Proses penuaan berjalan sesuai waktu atau usia seseorang (chronological
/ intrinsic aging ) dan juga dapat diperberat oleh adanya faktor eksternal termasuk
yang paling banyak berperan adalah pajanan sinar ultra violet (exstrinsic aging).

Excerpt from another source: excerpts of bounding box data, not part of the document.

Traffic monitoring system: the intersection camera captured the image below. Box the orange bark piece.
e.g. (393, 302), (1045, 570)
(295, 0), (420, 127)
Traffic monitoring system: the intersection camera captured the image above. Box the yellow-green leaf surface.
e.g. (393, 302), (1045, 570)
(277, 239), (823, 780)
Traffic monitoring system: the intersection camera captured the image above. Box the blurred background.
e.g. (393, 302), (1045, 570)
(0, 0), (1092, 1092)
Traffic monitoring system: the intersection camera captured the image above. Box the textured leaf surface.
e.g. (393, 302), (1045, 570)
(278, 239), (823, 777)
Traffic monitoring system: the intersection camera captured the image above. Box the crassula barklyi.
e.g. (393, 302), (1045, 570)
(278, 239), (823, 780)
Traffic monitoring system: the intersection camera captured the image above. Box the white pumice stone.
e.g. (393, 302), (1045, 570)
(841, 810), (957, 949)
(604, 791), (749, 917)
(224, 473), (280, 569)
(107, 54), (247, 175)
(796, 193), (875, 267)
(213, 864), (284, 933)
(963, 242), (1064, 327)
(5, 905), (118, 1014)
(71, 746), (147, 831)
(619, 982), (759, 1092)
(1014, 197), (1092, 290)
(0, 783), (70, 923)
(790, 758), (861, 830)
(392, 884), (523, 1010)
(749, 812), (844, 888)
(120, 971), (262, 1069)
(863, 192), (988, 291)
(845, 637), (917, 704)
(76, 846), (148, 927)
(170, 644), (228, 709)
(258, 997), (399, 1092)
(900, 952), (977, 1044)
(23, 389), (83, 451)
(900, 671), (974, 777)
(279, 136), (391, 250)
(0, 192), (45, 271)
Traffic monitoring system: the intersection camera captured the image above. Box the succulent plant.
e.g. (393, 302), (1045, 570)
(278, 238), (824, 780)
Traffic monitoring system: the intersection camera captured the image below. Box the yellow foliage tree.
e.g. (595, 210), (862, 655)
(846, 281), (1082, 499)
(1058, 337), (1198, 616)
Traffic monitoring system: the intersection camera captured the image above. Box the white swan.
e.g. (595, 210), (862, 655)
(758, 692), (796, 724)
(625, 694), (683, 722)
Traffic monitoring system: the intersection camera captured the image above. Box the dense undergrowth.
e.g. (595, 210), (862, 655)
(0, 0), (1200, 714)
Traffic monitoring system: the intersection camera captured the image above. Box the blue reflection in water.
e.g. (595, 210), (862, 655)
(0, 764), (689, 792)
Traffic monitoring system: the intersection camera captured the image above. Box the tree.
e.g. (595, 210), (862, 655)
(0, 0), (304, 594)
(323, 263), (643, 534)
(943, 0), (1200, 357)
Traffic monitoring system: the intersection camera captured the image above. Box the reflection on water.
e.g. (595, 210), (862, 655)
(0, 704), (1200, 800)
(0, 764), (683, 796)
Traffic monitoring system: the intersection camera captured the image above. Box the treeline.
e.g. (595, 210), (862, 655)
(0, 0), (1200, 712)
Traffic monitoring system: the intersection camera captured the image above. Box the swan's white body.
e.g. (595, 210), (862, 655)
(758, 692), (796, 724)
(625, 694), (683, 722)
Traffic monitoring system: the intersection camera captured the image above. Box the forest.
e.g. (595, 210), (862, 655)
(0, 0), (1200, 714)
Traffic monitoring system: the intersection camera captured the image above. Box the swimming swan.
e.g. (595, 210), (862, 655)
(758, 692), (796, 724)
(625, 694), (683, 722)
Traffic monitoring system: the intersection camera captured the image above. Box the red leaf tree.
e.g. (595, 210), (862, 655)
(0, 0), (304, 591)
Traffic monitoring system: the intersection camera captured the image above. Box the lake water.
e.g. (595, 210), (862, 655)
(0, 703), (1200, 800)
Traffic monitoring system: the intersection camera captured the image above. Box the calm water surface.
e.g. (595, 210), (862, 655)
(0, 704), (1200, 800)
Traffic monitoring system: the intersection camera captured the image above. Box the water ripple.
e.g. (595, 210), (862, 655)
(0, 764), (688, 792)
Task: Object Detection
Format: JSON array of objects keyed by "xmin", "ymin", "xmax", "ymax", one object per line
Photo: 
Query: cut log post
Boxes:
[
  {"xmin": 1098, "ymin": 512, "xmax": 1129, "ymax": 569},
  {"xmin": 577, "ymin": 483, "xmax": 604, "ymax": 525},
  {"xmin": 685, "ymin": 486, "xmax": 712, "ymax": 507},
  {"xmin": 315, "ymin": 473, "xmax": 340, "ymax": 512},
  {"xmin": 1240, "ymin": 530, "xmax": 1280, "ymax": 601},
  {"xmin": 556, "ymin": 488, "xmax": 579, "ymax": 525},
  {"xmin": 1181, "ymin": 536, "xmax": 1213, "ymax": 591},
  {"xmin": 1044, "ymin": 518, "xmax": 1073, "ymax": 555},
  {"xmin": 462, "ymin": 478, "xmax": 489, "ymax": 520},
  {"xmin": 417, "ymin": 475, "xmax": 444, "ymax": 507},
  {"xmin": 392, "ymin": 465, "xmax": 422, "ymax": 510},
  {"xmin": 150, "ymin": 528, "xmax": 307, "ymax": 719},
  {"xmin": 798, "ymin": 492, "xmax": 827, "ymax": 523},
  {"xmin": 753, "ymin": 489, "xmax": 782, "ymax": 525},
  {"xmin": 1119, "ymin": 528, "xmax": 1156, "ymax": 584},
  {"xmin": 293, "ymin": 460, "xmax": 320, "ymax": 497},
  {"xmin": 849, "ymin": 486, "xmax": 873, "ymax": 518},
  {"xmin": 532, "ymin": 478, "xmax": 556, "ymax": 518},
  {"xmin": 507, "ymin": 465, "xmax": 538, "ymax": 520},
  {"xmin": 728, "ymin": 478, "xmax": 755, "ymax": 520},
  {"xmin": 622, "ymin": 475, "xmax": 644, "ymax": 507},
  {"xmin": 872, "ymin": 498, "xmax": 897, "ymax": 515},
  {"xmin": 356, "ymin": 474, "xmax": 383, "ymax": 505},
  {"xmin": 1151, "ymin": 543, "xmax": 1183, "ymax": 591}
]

2.2.1 Mekanisme Penuaan Kulit
Adanya akumulasi Reactive Oxygen Species (ROS) dinyatakan berperanan
penting pada proses penuaan kulit, dan hal ini terbukti dari penelitian yang telah
dilakukan. Kulit merupakan organ yang paling banyak mengalami kontak
langsung dengan lingkungan, sehingga banyak terpapar dengan ROS yang berasal
dari lingkungan termasuk dari udara, radiasi matahari, ozon, dan polusi. Selain itu
hasil metabolisme normal pun menghasilkan ROS, dari proses rantai respirasi
mitokondria yang mana elektron berlebih akan diberikan pada molekul oksigen
untuk kemudian terbentuk anion superoksid. Dengan bertambahnya usia membuat
berkurangnya kemampuan aktivitas sistem pertahanan dari enzymaticantioxidant
(Chung dkk., 2004).
ROS yang terbentuk dari pajanan sinar ultra violet tersebut dapat menekan
serta merusak enzymatic antioxidant dan non enzymatic antioxidant yang
merupakan mekanisme pertahanan kulit terhadap radikal bebas. Hal ini akan
memicu terjadinya kerusakan oksidatif pada komponen seluler dan non seluler
bahkan sampai mengakibatkan kanker kulit. ROS akan mengaktifkan jalur signal
tranduksi sitoplasmik pada fibroblast, hal ini berkaitan pada pertumbuhan,
diferensiasi, senescence, dan degradasi jaringan ikat, juga menyebabkan
perubahan genetik yang permanen (Kim dkk., 2004).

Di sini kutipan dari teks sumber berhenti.